Selected answers from the Dumb SEO Questions Facebook & G+ community.

  • Sanket Maheshwari: I would go for more "natural" sounding English, or, technically the correct version of English.

    The only place where I can think of anything creating any difference is hyphen inbetween words. Apart from spacing like the one you`re talking about don`t create any real world experience.

  • Gaston Sitbon: You mean when I`m using "flat-white" vs "flat white"?

    I`m doing this because I`m using the free version of yoast and they recommend limiting the keywords per post to 4, so I`m using the hyphen to turn the two words into (kind of) 1

  • Christine Hansen: Gaston Sitbon Would be a lot easier if you just used 5 or 6 or even 7 keywords. Yoast is only recommending. It is not a rule!

  • Richard Hearne: I think bad punctuation - i.e. spaces around the comma - is more likely to get you into trouble than to get you more search referrals. I don`t think that Google`s algos would downgrade the comma version of the string you mention.

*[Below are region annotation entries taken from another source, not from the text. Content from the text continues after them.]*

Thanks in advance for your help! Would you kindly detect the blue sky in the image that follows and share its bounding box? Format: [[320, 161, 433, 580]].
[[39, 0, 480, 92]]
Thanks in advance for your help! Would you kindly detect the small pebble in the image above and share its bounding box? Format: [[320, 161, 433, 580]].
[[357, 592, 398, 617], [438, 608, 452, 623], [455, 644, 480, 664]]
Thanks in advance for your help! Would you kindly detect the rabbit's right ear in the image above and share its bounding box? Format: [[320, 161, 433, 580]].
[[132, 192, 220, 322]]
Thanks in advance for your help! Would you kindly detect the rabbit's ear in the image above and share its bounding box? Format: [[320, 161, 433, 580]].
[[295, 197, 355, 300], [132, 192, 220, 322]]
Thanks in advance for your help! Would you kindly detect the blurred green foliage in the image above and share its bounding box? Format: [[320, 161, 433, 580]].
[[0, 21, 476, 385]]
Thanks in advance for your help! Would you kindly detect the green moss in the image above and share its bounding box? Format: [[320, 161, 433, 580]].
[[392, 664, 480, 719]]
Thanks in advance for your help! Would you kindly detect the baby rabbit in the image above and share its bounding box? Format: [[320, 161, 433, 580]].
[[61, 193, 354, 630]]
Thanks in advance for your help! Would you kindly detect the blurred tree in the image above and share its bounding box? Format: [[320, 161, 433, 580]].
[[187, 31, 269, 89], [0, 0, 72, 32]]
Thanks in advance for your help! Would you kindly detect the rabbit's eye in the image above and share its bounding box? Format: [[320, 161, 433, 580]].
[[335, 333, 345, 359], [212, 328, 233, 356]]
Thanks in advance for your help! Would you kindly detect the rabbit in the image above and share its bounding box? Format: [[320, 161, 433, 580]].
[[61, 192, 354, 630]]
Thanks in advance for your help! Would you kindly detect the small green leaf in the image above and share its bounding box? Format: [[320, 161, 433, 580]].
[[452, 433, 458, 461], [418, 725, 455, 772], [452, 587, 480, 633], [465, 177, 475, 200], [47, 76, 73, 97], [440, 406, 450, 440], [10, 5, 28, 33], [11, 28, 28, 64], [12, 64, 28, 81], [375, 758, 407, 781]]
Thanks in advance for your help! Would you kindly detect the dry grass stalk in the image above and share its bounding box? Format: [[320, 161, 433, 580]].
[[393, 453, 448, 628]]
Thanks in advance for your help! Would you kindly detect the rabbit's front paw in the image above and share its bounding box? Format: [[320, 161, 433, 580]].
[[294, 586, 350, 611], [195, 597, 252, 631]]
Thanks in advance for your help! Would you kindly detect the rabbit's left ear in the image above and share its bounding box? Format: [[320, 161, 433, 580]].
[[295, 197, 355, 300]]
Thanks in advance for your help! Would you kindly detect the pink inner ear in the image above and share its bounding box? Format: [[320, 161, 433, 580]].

I do think that they pay (negative) attention to content quality, which includes bad punctuation, typos etc.

  • Gaston Sitbon: Thx for the info

  • James Michael: This comes down to user friendliness, what`s best for the user? Google has probably factored in that sites with bad spelling, grammar and punctuation are less likely to be authentic and credible than ones with good grammar, spelling and punctuation and therefore penalises them.

  • Travis Bailey: It could possibly result in a list item snippet, though I haven`t been paying enough attention to be sure. I think that`s about it.

  • Josh Levenson: You`re over-thinking it. Write like a normal person. Google is trained to identify and deal with punctuation and stop words.

  • Becky Westmoreland: Google isn’t about exact keywords anymore. Stick with correct grammar please

  • Ammon Johns: I`ve been doing this stuff longer than Google have, and I cannot remember a time when Google ever cared about punctuation characters except when they were part of a URL (e.g. hyphens, query strings, ampersands), or when they were part of the query as operators. Not ever.

    Heck, it wasn`t until they started to focus on NLP in the past recent years that they even cared to differentiate between small stop-words like `and`, `of`, `the`, etc, and that only because they`d started to parse entire phrases rather than words.

    On a page, outside of in a URL, or something marked as code, I don`t believe Google even track what punctuation is used, and I`m pretty sure they basically ignore them all.

    People, however, don`t, and you`ll get more natural links to things that are exceptionally well written, than to things that look flawed, or fake, or even machine generated.